Australia's Liquefied Natural rekindles gas supply talks with PetroChina

By JAMES PATON
Bloomberg

Liquefied Natural Gas Ltd. is rekindling talks with PetroChina for the supply of gas to its stalled export project in Australia after signing up its first supplier.

Liquefied Natural wants to revive the $1.7 billion Fisherman’s Landing project, which has been on hold since the start of the decade pending a gas-supply agreement. The fuel is liquefied for shipment to Asia on tankers.

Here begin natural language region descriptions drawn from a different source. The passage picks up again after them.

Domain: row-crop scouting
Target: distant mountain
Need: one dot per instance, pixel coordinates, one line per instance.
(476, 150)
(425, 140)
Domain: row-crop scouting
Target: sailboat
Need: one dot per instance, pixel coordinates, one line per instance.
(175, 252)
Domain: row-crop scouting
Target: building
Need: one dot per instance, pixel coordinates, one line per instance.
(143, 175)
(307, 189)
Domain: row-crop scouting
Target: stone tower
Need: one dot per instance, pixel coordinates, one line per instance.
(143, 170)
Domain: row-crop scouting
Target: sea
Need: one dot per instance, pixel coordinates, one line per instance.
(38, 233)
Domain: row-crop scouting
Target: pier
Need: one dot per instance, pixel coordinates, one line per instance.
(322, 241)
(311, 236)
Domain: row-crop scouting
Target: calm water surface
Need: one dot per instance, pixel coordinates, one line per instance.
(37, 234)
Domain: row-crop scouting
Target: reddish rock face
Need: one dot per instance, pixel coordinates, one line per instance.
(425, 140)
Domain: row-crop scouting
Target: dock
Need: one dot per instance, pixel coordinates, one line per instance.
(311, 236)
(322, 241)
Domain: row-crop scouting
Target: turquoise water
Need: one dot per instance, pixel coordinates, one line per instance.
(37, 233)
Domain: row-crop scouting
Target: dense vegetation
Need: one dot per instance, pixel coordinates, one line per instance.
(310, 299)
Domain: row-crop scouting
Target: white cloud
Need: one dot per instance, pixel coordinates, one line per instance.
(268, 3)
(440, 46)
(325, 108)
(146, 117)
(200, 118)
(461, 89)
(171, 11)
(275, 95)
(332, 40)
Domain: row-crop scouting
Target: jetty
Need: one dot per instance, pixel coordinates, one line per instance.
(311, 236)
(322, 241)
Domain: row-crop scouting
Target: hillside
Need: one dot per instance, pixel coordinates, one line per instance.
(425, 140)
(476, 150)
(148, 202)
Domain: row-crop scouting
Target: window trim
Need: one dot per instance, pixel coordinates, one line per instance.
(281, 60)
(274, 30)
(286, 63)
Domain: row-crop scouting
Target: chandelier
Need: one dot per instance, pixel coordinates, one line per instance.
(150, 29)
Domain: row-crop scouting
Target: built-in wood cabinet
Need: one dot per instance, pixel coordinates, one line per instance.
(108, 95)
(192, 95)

Managing director Maurice Brand said his company is seeking to restart talks with PetroChina, which signed a letter of intent in 2012 to help secure gas for the project.

“We will accelerate those discussions appropriately moving forward,” Brand said today in an interview after announcing an initial deal with Tri-Star Petroleum Co. for supplies to underpin production of 1.5 million tpy of LNG.

Calls to PetroChina’s public relations office in Beijing weren’t answered.

PetroChina’s parent, China National Petroleum Corp., owns about 2.2% of Liquefied Natural shares through a unit. PetroChina is part owner of Australia’s Arrow Energy and acquired Molopo Energy’s coal-bed methane holdings in 2012.

Liquefied Natural’s market value in Sydney trading has surged to A$1.72 billion ($1.51 billion) from about A$100 million at the start of 2014. It closed 5.1% higher at A$3.72 in Sydney.

The company is also holding talks to supply LNG buyers in Asia.

“We’re very encouraged by the strong interest from the parties we’ve spoken to,” Brand said, declining to identify any customers.

The company is targeting “traditional parties” as well as “people wanting access to well-priced LNG who aren’t in the traditional buying league,” he said.